Israel shops for two collections a year – fall and spring. I stopped by the Madison Avenue and Bergdorf boutiques to take a look at this fall’s offerings.
This jet black crocodile doctor bag is a classic. It is a great larger size that makes it perfect for every day. From 1960, the solid brass twist dial clasp and studs give it a tailored modern appeal. ($4,275)
As we all know, leopard is hot this season. And what better way to add some spots to your wardrobe than with this fun tote. Dating from 1940, the amber handles give it a shot of go with everything color. ($1,675)
If you want to get in on the lady like glamour shown on the runways, this elegant Artcraft bag from 1960 would be perfect. The grey lizard would look fabulous with all your camel and I love how the gold plated push up clasp and protective edging on the outside pockets give it a little understated glitz. ($1,775)

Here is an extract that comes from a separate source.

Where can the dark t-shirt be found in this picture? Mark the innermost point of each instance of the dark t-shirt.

And how about a non-leather alternative? This very mod looking bag from 1970 is made from black and gray swirled lucite assembled with horizontal slats and shelf handle. I think it would give a classic outfit a distinctive edge. ($775)

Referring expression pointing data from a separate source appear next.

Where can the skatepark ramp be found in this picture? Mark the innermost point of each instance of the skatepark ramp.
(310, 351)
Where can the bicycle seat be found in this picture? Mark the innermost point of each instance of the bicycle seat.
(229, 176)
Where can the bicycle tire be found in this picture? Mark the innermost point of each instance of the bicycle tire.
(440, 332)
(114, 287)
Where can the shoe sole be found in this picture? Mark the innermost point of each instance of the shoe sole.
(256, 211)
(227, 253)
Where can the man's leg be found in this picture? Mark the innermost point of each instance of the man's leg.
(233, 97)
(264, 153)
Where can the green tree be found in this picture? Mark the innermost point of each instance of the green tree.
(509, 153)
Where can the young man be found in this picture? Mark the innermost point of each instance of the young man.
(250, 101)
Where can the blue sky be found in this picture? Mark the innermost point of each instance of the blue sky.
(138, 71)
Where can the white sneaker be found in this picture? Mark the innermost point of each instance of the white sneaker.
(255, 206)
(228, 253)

This Finesse La Model bag from 1970 is one of my favorites. The large tan lizard Kelly style purse with gold metal alligator clasp and embellishments, as well as a matching optional shoulder strap is so elegant and classic – not to mention one of a kind! ($3,250)
This next bag is going on my Christmas list. From 1950, it is spectacular black and white ponyskin with a gold metal frame and black leather trim. I admired it immediately, but then I saw it had the original mirror and I was in love. ($850)
This bag is like a piece of art – the Modigliani of bags. Made by Tu-Khan, a hard to find, coveted Italian mid-century manufacturer, it is deep saddle colored with a heavy brass sculptural loop handle. ($700)
My final two listings are smaller dressier bags. The first does not have an identified provenance but is adorable nonetheless. From 1940-50, it is obviously the brass horseshoe handles that make it. ($585)
And lastly is this black silk purse, a Faye Mell Design from Fleurette of Miami, circa 1950. It is an enchanting gem with its gilt metal and black cabochon bracelet handle and pierced heart and tassel embellishment. ($685)
People are attracted to vintage pieces for many reasons – perhaps because they have a certain history and/or aesthetic, a level of workmanship no longer available, represent a better value or simple because they are unique. Whatever your reason, these beautiful vintage bags, vetted by a distinguished establishment are sure to add élan to any outfit. Not to mention you wouldn’t see anyone else with your distinctive style!